El llamado de las organizaciones

Ante la incertidumbre de si la propuesta sigue en revisión en el Senado, la analista expone que para las organizaciones era de suma importancia publicar esta evaluación a tiempo para revisar las intenciones reales del Gobierno Federal y proponer cambios antes de que se apruebe de forma definitiva.

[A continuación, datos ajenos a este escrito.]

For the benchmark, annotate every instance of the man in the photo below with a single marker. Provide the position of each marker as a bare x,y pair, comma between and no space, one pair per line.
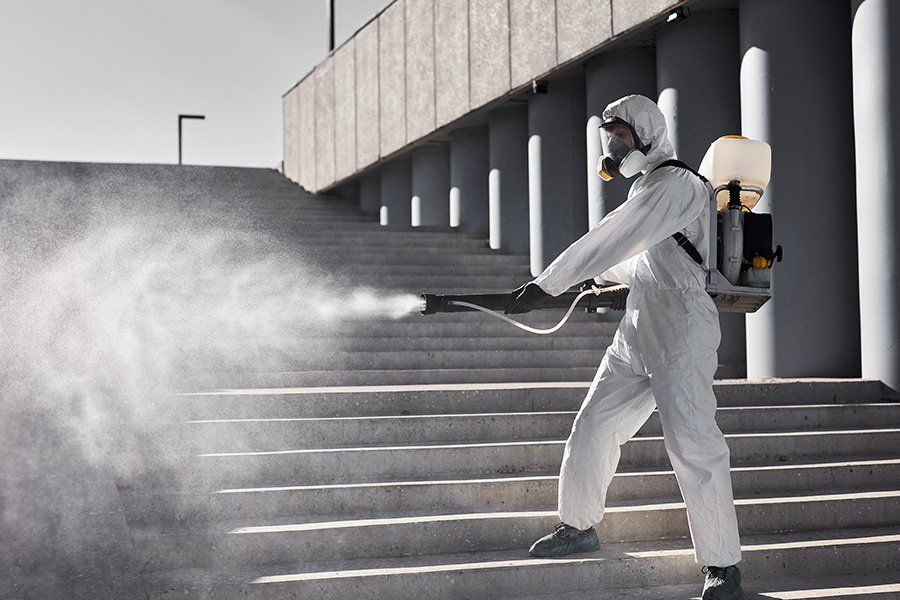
663,353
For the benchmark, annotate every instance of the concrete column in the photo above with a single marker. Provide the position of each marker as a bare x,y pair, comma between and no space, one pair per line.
607,78
796,95
876,93
469,175
557,188
508,179
430,185
370,192
396,191
698,83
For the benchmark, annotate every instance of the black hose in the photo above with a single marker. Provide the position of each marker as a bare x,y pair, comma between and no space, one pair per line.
611,297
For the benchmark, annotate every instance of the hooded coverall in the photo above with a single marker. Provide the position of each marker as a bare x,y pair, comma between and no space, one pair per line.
663,353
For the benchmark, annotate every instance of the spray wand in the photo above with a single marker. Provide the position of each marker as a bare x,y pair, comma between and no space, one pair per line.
591,298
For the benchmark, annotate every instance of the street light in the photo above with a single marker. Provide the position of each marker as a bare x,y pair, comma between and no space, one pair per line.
181,118
329,14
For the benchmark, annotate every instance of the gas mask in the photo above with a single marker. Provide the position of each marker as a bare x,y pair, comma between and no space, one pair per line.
620,154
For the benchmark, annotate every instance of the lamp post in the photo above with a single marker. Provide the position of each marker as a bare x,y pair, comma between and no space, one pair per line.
181,118
329,12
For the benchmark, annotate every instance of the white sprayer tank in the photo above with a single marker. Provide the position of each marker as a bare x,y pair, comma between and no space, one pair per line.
748,162
733,157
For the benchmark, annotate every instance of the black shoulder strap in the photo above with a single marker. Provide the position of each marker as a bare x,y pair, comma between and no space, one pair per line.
674,162
680,239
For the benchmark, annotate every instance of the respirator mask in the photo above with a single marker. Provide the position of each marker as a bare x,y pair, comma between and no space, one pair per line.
620,151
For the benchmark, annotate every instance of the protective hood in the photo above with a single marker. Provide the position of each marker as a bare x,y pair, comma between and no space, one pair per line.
644,115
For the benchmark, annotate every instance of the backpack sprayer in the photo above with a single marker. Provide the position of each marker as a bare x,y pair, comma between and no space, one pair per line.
736,171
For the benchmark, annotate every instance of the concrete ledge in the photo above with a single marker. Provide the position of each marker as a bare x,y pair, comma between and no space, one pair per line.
437,61
512,573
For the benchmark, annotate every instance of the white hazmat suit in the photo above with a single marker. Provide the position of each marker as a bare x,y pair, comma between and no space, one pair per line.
663,353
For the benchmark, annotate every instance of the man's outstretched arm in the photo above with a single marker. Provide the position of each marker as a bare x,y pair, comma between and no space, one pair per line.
660,209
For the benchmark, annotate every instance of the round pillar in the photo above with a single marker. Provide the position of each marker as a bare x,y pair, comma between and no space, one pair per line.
698,83
469,176
876,93
508,178
557,189
796,95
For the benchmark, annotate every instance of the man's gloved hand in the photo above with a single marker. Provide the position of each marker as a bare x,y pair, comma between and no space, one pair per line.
526,298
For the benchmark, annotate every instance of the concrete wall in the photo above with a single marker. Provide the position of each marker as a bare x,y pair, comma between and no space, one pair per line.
392,77
306,136
292,149
324,78
345,111
422,64
579,24
367,114
451,60
532,39
419,68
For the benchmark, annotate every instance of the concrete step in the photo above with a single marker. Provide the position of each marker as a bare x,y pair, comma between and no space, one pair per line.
281,379
374,400
363,247
479,327
364,232
307,466
512,573
430,271
230,435
483,344
384,377
434,260
866,586
273,541
437,282
450,359
480,494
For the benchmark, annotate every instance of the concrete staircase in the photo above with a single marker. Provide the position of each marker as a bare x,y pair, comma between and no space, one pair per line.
418,458
423,462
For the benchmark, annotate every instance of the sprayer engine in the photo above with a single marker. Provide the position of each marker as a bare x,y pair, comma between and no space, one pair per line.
741,255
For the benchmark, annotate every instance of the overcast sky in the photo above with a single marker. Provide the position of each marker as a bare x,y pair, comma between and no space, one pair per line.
104,80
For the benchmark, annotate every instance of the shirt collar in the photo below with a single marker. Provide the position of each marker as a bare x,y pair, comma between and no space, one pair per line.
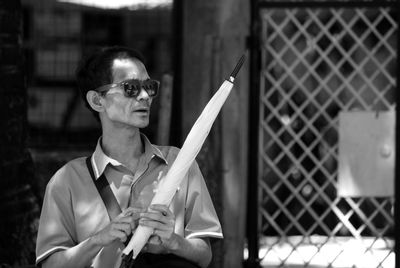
100,160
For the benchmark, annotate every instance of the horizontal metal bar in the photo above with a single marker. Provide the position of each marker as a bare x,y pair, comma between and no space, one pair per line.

La petición que las expertas hacen al Congreso de la Unión y al Ejecutivo es dejar de pensar únicamente en aumentar los castigos y armar reuniones de trabajo con distintos especialistas. Para evitar que las nuevas reglas afecten el acceso real a la justicia, Cruz Domínguez concluye que una solución sería realizar un diagnóstico completo de la situación de violencia de género en contra de las mujeres, basado en datos actuales y reales. Asimismo, la especialista insiste en que, para que las leyes funcionen en la vida diaria, es obligatorio escuchar a los familiares de víctimas de feminicidio y a personas expertas en la materia para entender qué propuestas sirven y cuáles no dentro de los ministerios públicos y juzgados del país.